In deze zaak heeft de Rechtbank Rotterdam op 26 maart 2024 uitspraak gedaan in een kort geding tussen [eiseres] en [gedaagde]. De vordering van [eiseres] tot afgifte van bepaalde financiële stukken, ter voorbereiding van de inhoudelijke behandeling van de bodemprocedure, is afgewezen. De partijen zijn gehuwd onder huwelijkse voorwaarden met uitsluiting van gemeenschap van goederen en hebben een minderjarige zoon. Na feitelijke scheiding eind 2022 heeft [gedaagde] een echtscheidingsprocedure gestart, waarbij [eiseres] voorlopige voorzieningen heeft verzocht. De bodemprocedure is gepland voor 23 mei 2024.

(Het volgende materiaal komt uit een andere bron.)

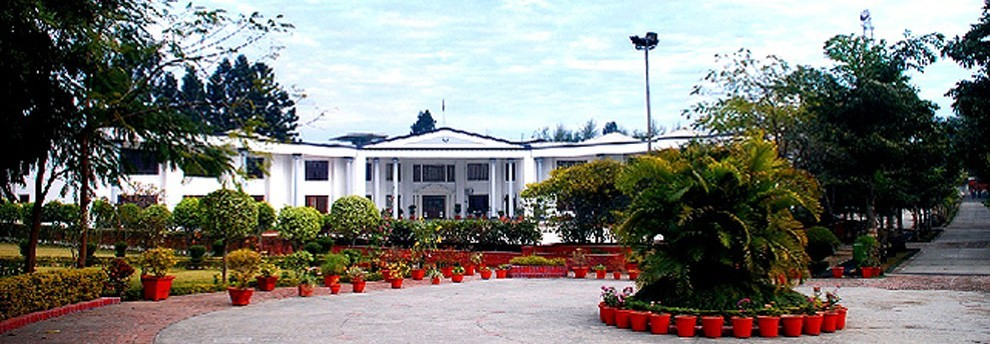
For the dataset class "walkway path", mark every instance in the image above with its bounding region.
[894,201,990,276]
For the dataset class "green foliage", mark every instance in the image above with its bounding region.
[522,159,629,243]
[330,195,382,242]
[200,189,258,250]
[617,139,820,307]
[278,206,323,243]
[805,226,842,262]
[0,268,107,320]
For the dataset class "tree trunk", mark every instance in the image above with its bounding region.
[76,133,92,268]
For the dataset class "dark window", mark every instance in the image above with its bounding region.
[246,158,265,179]
[306,196,330,214]
[306,160,330,180]
[468,164,488,181]
[120,149,158,175]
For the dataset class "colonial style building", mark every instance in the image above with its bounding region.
[11,128,697,218]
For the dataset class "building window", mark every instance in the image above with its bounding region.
[385,164,402,182]
[306,160,330,180]
[306,196,330,214]
[246,157,265,179]
[120,148,158,175]
[468,164,489,181]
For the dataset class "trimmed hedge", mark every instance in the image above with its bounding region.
[0,268,107,320]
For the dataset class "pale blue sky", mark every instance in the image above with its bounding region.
[203,0,983,142]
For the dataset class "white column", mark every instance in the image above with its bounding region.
[392,158,399,219]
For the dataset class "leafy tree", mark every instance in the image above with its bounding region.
[617,138,820,309]
[330,195,382,244]
[278,207,323,247]
[522,159,628,243]
[409,110,437,135]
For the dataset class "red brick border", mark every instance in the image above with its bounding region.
[0,297,120,334]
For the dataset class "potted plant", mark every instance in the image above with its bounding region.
[571,247,588,278]
[226,248,261,306]
[450,265,464,283]
[320,253,351,287]
[257,262,279,291]
[595,264,606,279]
[347,266,366,293]
[495,264,512,279]
[139,247,176,301]
[478,265,492,280]
[426,268,443,284]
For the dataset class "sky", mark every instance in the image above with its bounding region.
[197,0,983,143]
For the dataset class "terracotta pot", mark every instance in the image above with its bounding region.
[615,309,632,328]
[674,315,698,337]
[390,277,402,289]
[822,311,839,333]
[650,313,670,334]
[409,269,426,281]
[756,315,780,338]
[731,317,753,338]
[780,314,804,337]
[351,281,368,293]
[141,275,175,301]
[227,287,254,306]
[323,275,340,287]
[835,307,849,330]
[256,276,278,291]
[701,315,725,338]
[298,284,316,297]
[804,312,824,336]
[629,311,650,332]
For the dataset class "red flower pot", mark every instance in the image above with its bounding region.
[595,270,607,279]
[389,277,402,289]
[409,269,426,281]
[227,287,254,306]
[732,317,753,338]
[835,307,849,330]
[351,281,368,293]
[780,315,804,337]
[141,275,175,301]
[756,316,780,338]
[629,311,650,332]
[257,276,278,291]
[323,275,340,287]
[822,311,839,333]
[804,312,824,336]
[650,313,670,334]
[615,309,632,328]
[674,315,698,337]
[298,284,316,297]
[701,315,725,338]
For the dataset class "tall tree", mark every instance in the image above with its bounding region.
[409,110,437,135]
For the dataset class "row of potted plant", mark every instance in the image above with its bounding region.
[598,286,848,338]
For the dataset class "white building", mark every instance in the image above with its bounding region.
[15,128,697,218]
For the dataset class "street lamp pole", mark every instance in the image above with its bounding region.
[629,32,660,152]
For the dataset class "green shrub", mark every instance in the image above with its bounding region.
[509,256,566,266]
[0,268,107,320]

[eiseres] vorderde onder andere de afgifte van jaarrekeningen en belastingaangiften van verschillende vennootschappen, evenals een overzicht van door [gedaagde] opgenomen bedragen. [gedaagde] voerde verweer en betwistte de noodzaak van de gevraagde informatie. De voorzieningenrechter oordeelde dat er geen uitzonderlijke en spoedeisende omstandigheden waren die een afgifte van de stukken in kort geding rechtvaardigden. De wens van [eiseres] om de informatie voorafgaand aan de mondelinge behandeling te ontvangen, was niet voldoende onderbouwd.

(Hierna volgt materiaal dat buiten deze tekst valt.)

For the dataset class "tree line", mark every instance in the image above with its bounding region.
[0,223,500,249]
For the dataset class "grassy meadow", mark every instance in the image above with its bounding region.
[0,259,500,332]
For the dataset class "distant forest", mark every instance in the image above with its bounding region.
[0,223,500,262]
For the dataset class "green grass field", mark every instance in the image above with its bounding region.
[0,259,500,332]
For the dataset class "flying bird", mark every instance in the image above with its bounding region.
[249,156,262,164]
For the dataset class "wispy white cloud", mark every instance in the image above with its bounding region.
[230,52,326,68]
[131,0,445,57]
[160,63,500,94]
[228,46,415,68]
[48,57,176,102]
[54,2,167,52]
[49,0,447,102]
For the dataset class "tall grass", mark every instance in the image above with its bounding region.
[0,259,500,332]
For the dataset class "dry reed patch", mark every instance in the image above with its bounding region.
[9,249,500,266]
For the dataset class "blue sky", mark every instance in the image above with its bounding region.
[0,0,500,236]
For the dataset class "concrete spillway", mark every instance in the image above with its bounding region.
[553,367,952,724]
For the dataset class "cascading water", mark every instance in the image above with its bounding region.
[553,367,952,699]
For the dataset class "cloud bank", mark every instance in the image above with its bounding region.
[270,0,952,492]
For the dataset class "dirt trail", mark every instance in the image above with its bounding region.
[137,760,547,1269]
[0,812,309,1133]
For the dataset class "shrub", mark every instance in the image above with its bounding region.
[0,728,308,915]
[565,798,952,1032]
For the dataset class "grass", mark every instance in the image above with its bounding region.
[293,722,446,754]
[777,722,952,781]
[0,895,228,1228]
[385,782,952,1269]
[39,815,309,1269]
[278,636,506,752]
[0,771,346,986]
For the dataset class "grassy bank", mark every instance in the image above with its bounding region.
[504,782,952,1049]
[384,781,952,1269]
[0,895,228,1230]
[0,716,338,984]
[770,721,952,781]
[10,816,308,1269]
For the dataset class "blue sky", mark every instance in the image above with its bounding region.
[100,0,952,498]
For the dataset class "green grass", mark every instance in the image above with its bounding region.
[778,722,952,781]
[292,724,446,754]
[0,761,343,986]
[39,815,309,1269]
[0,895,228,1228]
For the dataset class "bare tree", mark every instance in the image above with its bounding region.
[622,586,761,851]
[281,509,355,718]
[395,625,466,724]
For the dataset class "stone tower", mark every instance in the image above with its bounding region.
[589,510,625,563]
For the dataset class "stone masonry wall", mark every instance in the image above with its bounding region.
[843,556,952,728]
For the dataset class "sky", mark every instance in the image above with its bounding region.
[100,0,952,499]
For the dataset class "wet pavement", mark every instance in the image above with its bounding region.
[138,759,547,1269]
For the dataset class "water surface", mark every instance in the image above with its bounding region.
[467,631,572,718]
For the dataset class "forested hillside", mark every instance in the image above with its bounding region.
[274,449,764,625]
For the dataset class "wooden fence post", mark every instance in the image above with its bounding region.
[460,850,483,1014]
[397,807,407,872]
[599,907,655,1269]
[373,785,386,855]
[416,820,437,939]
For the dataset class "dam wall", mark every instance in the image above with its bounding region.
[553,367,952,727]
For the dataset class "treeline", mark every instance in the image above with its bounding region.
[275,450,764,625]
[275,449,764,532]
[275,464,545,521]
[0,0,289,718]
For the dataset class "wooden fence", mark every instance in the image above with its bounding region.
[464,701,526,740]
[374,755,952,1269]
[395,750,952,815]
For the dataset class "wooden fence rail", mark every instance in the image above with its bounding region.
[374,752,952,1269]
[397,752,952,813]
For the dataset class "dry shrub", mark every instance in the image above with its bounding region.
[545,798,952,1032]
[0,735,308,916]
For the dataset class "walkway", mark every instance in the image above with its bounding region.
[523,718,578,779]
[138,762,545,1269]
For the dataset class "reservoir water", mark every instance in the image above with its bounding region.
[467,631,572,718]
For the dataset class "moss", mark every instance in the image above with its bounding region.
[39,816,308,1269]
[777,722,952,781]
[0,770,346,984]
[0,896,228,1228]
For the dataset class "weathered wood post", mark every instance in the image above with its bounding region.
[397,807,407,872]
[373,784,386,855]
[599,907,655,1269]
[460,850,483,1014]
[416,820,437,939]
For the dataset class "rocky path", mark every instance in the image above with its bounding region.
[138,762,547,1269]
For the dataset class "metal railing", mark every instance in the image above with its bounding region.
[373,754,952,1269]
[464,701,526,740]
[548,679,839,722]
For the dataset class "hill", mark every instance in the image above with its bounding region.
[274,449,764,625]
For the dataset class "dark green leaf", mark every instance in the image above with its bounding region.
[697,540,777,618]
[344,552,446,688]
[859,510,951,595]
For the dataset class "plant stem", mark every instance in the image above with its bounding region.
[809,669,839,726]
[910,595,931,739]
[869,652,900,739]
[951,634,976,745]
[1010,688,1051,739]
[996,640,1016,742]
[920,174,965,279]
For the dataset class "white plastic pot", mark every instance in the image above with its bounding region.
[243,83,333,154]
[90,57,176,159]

De voorzieningenrechter besloot dat iedere partij zijn eigen proceskosten draagt, wat gebruikelijk is in familiezaken. De uitspraak benadrukt het belang van het afwachten van de inhoudelijke behandeling door de meervoudige kamer, die de uiteindelijke beslissing over de gevraagde informatie zal nemen.